Paul had also seen three of the Hobbies, one of them at the top of a plane tree eating a small bird. By the time I arrived it had finished its meal, but had also come down to a lower branch where it was possible to get a reasonable picture.
This Greylag Goose on the Serpentine was chewing a twig which had fallen into the lake, for no reason that I could discover. It continued to do this for several minutes, sometimes going away and returning.
The young Grey Wagtail was at the east end of the Serpentine, running up and down the shore and around the floating baskets of water plants.

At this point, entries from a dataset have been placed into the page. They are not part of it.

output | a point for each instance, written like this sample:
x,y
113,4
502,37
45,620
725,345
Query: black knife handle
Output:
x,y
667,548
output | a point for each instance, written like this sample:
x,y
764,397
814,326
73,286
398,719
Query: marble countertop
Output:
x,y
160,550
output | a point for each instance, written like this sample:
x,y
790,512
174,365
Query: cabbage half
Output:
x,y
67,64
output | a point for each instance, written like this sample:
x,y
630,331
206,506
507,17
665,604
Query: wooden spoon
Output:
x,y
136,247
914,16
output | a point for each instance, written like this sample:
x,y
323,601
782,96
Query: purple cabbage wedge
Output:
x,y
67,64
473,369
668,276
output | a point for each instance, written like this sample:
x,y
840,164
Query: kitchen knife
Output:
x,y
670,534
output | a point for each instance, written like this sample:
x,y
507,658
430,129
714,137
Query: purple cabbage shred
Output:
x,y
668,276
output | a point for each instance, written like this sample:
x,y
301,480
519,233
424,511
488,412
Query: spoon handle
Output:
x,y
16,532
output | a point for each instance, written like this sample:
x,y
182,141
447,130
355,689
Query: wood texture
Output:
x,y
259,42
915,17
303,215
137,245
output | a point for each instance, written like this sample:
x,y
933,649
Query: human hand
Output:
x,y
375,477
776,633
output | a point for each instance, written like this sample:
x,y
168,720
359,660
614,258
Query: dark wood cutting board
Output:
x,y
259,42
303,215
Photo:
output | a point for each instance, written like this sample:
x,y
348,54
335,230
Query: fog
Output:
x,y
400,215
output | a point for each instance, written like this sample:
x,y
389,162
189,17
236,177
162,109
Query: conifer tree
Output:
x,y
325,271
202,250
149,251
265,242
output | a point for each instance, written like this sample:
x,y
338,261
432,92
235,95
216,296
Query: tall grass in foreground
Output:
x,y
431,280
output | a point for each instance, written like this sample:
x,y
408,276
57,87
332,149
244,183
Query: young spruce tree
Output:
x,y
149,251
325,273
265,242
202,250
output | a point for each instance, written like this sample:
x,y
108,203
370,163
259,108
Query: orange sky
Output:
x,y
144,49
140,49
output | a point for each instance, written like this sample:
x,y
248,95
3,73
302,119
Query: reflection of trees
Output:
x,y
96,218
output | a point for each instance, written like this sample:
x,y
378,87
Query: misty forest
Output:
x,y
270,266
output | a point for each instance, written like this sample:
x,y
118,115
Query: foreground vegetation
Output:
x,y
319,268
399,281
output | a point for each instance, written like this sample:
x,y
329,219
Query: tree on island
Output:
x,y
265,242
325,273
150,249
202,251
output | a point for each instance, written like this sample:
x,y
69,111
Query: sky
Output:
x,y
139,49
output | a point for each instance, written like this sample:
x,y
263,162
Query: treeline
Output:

The single Great Crested Grebe chick in the same area was resting while waiting for its parents to bring food. The young birds are strangely flat, and look like floating bath sponges to which the head of an unrelated bird has been attached.
A Grey Heron was preening itself on one of the fence posts around the permanent reed bed near the Lido. There was only room for one foot, but that is no problem for a heron.
For the past few days there has been a large flock of Long-Tailed Tits moving slowly around the bushes at the bottom of Buck Hill, followed by other small birds.
The larger tits in the flock come out for food when I pass, but Long-Tailed Tits have absolutely no interest in humans, and treat them as if they didn't exist. This allows you to get quite close for a photograph.